Setelah sampai di meja makan Ami langsung memakan sarapan yang telah disiapkan Ibunya.
“Bu, mana ayah? lembur lagi?”
            “Mungkin mi, tapi Ayah tidak ada memberitahu Ibu, tidak biasanya Ayah seperti ini” jawab Ibu cemas
            Udah coba telepon Bu?
            Udah, tapi hpnya tidak aktif,
“Ah... udah jam tujuh kurang seperempat, gawat bisa telat nich....”
“Ya udah Bu, Ami berangkat dulu Assalamualaikum”
Setelah berpamitan, aku langsung berlari menuju  halte. Dan menumpangi bus yang membawaku ke sekolah.
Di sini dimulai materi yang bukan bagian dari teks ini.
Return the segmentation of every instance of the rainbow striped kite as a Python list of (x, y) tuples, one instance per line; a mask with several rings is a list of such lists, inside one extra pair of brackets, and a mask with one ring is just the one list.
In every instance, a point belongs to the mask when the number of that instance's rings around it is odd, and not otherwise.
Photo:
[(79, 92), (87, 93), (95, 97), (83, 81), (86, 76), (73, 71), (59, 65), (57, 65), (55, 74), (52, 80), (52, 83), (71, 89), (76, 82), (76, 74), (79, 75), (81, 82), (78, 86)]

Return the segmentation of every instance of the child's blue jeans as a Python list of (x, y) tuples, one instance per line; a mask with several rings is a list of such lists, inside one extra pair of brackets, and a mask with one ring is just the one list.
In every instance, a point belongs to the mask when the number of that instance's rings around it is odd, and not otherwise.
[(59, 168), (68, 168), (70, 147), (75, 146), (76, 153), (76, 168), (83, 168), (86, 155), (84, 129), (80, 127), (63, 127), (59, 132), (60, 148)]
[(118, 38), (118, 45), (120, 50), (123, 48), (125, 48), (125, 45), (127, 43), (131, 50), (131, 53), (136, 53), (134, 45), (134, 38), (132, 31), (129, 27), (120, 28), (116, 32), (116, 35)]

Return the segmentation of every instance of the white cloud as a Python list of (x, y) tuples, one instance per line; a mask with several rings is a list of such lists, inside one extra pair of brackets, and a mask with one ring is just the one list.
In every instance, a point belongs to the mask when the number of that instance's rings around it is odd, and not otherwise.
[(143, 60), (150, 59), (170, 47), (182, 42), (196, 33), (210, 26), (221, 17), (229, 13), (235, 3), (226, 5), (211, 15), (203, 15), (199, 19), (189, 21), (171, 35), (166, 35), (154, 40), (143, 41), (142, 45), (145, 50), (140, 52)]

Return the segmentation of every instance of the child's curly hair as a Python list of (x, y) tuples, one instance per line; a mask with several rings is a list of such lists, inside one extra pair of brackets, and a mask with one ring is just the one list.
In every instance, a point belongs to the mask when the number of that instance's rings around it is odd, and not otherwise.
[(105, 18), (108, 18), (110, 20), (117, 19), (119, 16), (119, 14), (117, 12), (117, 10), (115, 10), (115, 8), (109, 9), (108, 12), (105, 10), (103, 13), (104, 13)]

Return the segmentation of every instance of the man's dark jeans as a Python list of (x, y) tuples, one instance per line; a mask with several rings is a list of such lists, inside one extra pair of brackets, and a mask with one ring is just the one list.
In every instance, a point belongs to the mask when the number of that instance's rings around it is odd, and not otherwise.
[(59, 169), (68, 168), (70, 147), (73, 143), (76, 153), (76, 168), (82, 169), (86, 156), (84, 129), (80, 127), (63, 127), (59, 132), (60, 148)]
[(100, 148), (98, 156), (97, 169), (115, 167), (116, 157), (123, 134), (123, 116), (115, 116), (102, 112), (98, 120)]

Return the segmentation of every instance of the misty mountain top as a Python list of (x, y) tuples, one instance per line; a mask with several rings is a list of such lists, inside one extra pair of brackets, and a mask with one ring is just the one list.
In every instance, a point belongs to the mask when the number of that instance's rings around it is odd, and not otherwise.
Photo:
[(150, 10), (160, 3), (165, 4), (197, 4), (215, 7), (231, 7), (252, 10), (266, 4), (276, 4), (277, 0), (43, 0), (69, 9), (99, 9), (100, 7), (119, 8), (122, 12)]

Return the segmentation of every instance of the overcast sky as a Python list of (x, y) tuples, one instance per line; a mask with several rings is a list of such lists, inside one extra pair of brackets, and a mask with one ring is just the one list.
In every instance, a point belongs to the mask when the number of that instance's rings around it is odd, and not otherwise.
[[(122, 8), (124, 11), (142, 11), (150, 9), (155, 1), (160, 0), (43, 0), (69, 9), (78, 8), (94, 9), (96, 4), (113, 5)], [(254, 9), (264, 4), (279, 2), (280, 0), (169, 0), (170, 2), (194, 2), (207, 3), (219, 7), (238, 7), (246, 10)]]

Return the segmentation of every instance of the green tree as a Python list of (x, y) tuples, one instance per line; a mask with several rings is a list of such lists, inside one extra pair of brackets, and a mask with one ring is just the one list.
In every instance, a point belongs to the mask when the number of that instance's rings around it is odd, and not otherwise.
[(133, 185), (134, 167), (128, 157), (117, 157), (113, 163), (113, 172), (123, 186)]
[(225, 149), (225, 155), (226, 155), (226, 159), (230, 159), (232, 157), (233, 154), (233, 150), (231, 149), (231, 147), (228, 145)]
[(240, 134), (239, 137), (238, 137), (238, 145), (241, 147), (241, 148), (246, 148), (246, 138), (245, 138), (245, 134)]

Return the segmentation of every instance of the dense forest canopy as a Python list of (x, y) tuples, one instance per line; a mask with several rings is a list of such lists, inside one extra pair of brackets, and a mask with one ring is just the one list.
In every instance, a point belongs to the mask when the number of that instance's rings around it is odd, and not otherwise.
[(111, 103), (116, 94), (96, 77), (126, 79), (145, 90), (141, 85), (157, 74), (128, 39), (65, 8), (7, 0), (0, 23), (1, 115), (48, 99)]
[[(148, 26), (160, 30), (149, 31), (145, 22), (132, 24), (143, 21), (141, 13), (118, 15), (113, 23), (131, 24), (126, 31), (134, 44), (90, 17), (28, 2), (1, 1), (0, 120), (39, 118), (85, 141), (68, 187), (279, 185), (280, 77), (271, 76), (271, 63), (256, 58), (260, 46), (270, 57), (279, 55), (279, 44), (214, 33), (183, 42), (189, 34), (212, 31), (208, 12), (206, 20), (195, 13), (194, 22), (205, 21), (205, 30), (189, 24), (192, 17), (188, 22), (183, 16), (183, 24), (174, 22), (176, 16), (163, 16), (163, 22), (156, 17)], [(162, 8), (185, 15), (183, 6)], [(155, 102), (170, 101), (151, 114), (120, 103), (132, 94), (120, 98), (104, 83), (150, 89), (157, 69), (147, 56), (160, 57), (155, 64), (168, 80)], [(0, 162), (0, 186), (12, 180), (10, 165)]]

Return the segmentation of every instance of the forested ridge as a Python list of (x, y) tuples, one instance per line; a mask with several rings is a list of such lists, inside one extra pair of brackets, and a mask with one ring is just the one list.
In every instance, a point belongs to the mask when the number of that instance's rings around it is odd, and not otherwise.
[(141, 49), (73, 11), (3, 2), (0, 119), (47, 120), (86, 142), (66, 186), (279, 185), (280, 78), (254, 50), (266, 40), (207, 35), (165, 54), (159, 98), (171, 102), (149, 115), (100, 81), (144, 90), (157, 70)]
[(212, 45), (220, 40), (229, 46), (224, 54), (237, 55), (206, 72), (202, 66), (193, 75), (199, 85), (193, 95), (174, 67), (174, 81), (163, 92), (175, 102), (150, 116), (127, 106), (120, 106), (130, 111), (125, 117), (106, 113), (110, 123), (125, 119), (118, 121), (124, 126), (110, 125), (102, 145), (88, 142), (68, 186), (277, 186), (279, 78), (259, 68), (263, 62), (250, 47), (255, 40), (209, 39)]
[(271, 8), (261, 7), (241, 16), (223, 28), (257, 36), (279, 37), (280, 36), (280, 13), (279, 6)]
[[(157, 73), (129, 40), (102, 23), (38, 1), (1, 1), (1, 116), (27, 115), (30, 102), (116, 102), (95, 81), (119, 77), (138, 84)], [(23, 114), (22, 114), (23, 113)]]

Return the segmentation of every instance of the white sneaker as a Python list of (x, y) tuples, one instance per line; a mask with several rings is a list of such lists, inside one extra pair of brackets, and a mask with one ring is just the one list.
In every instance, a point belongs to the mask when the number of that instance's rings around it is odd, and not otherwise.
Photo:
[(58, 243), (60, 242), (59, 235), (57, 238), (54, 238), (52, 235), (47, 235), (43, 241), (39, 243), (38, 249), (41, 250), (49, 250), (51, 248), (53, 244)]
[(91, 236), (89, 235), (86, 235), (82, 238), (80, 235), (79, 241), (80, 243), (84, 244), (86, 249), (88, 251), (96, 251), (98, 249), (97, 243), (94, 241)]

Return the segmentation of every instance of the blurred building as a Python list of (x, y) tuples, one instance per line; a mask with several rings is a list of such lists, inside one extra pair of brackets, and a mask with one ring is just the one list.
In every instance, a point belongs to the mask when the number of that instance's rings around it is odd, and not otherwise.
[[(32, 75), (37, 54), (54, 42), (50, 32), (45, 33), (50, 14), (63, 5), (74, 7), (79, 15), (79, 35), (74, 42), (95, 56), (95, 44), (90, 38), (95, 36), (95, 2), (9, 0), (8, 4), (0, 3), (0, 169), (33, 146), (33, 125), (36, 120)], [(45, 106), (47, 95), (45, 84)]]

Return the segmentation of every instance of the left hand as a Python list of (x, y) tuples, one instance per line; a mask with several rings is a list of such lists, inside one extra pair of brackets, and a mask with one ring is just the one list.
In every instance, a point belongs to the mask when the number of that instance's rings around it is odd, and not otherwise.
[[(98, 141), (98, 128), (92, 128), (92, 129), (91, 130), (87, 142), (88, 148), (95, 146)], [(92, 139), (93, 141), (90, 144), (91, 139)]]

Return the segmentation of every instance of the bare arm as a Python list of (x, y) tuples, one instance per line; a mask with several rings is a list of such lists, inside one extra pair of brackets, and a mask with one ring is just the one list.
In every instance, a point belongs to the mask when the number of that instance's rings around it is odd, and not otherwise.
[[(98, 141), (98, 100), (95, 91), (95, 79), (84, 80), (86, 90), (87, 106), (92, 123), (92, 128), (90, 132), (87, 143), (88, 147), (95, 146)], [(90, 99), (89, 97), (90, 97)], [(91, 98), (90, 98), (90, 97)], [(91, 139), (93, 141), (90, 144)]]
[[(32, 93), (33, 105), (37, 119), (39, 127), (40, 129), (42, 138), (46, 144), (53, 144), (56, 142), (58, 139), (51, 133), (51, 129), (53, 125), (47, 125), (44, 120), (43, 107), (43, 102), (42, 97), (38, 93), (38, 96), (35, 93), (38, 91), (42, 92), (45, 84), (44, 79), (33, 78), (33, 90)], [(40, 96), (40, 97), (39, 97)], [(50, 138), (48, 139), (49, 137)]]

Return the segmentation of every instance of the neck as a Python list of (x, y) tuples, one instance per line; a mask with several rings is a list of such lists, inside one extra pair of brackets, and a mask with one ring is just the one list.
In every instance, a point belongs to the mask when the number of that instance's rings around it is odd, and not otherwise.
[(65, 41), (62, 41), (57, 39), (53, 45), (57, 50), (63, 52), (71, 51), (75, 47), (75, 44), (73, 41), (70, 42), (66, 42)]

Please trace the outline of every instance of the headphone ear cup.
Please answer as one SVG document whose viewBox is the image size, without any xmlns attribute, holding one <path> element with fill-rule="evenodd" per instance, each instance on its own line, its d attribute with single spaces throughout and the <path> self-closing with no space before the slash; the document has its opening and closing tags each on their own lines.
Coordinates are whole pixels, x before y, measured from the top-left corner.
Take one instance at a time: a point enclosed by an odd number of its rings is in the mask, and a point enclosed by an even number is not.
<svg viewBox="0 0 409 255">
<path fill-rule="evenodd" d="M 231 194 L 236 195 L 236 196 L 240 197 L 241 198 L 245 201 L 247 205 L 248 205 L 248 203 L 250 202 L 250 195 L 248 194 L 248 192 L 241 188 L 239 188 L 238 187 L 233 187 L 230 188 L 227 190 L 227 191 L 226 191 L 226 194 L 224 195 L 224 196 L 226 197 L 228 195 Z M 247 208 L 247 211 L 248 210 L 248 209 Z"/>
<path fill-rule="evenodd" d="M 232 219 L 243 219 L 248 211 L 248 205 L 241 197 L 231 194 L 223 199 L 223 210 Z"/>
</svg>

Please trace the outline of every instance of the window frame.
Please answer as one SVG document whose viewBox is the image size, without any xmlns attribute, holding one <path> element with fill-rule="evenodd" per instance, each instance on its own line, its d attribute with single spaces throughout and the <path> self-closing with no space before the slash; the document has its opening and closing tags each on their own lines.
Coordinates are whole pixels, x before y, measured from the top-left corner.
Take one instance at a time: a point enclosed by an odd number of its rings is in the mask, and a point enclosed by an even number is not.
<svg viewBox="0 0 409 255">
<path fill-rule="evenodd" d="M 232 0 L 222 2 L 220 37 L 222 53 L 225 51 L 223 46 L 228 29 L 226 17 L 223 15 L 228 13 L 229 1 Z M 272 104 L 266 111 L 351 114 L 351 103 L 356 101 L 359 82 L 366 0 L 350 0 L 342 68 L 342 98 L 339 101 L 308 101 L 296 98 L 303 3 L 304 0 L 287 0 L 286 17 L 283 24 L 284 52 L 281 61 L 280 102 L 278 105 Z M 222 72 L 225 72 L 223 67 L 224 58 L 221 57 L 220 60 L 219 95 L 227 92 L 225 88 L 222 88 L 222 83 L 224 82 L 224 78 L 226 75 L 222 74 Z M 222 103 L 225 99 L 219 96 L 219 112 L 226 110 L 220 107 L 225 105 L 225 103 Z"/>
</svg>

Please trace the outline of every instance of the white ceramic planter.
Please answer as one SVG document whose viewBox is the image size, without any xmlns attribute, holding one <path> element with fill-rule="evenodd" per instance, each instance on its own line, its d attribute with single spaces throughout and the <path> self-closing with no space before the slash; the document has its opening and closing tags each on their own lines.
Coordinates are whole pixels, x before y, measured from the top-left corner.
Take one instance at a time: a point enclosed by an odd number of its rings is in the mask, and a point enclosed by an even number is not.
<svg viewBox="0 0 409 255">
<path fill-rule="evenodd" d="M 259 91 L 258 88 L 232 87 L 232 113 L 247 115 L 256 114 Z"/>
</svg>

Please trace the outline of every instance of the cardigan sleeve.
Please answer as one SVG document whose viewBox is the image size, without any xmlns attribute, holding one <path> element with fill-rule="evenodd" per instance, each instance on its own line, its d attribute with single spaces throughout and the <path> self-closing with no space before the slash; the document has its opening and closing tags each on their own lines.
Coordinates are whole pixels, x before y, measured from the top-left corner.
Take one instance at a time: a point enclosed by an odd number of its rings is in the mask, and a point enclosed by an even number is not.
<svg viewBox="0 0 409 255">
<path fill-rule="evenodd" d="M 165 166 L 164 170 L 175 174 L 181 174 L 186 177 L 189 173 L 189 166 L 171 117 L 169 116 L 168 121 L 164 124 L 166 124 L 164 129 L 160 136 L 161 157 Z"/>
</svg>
Di tengah perjalan menuju sekolah yang memakan waktu sekitar 15 menit, aku habiskan dengan membaca buku pelajaran. Sejak kecil, impianku adalah menjadi seorang yang pintar. Dan mulai Aku duduk di sekolah dasar keinginan itu semakin kuat. Hal itu terjadi mungkin karena tuntutan persaingan yang ketat, dorongan dari kedua orang tuaku. Oleh karena itu, Aku berusaha belajar dengan sungguh-sungguh.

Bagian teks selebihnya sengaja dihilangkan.